Landkreis Diepholz. "Gewalt kommt nicht in die Tüte" – in diesem Fall in die Brötchentüte. Die Arbeitsgemeinschaft der Gleichstellungsbeauftragten im Landkreis Diepholz hat in Kooperation mit der Bäckerinnung zum 16. Mal Brötchentüten bedrucken lassen. Damit soll am 25. November die Öffentlichkeit auf den Internationalen Tag zur Beseitigung von Gewalt gegen Frauen aufmerksam gemacht werden.

Die Tüte selbst ist orangefarben gehalten – in der Farbe, die in diesem Jahr eine Zukunft ohne Gewalt gegen Frauen symbolisieren soll. Sie wurde im Zuge der von den Vereinten Nationen initiierten Kampagne "Orange Day" ausgewählt. Vielerorts werden am 25. November auch Gebäude orangefarben angestrahlt, um auf Gewalt gegen Frauen aufmerksam zu machen.  

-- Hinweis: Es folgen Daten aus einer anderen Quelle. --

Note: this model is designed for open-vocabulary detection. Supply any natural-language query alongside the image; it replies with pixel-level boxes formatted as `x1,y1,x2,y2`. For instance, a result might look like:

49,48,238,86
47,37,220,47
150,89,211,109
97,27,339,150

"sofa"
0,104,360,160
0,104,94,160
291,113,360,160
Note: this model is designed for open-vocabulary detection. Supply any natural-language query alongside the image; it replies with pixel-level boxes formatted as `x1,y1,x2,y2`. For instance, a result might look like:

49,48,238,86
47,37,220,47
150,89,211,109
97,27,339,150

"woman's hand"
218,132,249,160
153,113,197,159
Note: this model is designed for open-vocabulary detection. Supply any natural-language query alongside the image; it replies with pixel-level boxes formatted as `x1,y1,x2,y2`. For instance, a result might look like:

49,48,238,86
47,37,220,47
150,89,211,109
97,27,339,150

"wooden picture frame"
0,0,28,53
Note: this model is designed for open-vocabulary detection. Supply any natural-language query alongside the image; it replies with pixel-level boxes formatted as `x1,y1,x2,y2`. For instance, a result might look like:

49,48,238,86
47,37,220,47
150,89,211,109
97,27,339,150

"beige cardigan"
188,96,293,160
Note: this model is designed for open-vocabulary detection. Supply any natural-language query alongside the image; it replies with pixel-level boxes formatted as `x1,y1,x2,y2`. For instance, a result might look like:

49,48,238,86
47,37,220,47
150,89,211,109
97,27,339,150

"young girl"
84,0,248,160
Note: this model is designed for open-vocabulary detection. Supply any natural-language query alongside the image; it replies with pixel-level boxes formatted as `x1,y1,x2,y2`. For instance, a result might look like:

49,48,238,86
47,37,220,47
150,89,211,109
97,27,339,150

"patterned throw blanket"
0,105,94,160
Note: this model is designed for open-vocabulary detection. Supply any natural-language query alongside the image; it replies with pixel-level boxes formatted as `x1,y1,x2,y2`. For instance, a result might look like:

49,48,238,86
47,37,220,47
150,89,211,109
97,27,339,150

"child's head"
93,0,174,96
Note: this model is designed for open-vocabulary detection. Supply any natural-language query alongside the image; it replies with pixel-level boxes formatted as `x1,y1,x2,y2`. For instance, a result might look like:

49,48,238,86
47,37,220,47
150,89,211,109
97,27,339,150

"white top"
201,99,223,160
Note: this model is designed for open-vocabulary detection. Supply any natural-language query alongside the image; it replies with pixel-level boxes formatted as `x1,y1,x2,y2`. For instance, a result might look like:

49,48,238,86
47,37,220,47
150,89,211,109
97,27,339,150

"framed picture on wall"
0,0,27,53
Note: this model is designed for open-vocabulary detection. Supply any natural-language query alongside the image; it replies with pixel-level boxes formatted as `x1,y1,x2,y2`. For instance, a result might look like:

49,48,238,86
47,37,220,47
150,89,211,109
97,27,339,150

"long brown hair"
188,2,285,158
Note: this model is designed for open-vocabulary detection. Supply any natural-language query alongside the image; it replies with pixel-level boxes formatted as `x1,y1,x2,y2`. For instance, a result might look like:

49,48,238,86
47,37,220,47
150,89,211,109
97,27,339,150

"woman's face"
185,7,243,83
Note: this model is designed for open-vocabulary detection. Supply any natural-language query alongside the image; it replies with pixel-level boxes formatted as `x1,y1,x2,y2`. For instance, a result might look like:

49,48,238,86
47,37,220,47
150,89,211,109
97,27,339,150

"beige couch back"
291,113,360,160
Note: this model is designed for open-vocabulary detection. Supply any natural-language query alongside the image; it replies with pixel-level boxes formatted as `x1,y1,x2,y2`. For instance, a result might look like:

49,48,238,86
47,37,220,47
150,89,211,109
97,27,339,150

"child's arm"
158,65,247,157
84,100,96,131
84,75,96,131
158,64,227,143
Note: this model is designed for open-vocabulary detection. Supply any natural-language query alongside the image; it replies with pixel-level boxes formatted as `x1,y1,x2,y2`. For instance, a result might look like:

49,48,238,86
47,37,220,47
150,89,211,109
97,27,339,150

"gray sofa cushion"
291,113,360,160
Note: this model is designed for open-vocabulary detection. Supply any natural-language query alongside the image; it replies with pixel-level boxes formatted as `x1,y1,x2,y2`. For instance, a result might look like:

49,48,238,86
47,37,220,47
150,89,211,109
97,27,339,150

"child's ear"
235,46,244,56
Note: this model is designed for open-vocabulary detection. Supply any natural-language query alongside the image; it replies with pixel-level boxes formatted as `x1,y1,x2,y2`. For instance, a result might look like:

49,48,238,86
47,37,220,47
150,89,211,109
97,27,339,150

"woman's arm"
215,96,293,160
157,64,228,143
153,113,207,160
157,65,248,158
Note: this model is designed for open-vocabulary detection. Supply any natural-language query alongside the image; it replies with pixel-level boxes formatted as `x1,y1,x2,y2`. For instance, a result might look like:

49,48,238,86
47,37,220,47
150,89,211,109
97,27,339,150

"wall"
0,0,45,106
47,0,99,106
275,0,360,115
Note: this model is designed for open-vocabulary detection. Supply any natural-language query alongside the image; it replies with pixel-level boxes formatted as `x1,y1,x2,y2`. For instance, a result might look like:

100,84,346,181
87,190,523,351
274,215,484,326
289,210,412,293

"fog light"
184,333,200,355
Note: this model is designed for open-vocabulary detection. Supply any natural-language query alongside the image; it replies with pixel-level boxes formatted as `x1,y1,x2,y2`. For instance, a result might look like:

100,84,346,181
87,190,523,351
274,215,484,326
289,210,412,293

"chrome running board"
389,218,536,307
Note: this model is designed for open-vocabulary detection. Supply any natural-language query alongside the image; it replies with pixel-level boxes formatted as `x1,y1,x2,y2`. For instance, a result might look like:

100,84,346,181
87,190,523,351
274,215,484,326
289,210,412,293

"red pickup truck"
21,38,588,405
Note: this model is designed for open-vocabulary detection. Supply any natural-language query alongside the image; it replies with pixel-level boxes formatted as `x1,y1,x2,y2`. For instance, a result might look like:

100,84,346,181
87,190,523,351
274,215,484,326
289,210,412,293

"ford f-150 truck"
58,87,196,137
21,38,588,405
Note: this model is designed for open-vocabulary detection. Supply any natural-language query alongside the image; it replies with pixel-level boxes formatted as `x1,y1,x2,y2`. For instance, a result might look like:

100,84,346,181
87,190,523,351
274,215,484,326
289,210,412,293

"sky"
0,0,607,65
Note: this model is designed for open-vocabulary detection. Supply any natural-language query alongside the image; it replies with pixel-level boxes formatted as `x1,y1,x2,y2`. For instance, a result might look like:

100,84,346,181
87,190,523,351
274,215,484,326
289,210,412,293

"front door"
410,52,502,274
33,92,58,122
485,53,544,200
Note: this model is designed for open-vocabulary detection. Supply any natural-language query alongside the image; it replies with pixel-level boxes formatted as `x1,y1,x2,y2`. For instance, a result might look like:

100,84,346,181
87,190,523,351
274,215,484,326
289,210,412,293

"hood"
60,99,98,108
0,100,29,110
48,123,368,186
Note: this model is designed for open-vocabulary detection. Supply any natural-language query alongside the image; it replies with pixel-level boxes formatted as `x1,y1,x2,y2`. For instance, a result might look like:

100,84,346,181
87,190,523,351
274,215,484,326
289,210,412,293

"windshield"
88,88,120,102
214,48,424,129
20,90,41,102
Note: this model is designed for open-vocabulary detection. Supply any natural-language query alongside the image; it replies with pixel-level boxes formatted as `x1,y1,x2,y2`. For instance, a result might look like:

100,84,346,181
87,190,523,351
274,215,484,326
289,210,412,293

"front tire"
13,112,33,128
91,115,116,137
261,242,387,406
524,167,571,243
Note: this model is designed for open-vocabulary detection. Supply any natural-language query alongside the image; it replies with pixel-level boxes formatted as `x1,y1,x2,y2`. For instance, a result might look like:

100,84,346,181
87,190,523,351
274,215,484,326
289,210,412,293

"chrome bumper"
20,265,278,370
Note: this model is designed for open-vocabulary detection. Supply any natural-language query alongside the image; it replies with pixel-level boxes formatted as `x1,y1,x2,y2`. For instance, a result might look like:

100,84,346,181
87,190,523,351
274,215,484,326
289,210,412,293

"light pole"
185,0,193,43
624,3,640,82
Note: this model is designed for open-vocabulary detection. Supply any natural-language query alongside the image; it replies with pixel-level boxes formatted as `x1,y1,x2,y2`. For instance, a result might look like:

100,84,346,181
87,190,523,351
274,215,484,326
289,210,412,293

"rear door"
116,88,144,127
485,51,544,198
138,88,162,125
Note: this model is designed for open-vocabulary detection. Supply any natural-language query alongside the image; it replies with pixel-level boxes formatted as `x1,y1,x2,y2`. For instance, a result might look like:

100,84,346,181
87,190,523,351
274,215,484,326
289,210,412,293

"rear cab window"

Leider sei das Thema "nach wie vor aktuell", sogar mit steigender Tendenz: "Nach der Kriminalitätsstatistik für das Jahr 2022 hatten wir eine Zunahme von 15 Prozent bei häuslicher Gewalt", sagt Christina Scheele, Gleichstellungsbeauftragte der Gemeinde Weyhe. 565 Fälle hat die Polizei dokumentiert. Acht versuchte Tötungsdelikte hätte es in dem Zeitraum gegeben, "davon fünf an Frauen durch ihren Partner oder Ex-Partner". Scheele zieht den bundesweiten Vergleich: "Wenn in Deutschland im Durchschnitt jeden Tag versucht wird, eine Frau zu töten, dann haben wir mit fünf Delikten im Landkreis eine ziemlich hohe Quote."  

Im Landkreis Diepholz beteiligen sich 116 Filialen von 39 Bäckereien an der Aktion. 21.000 Tüten sind bedruckt worden und werden ab dem 25. November am Brötchenstand ausgegeben. Die Aktion läuft eigentlich 16 Tage lang, bis zum 10. Dezember, dem Internationalen Tag der Menschenrechte. "Solange werden die Brötchentüten aber nicht reichen", vermutet Christina Runge, Gleichstellungsbeauftragte des Landkreises. 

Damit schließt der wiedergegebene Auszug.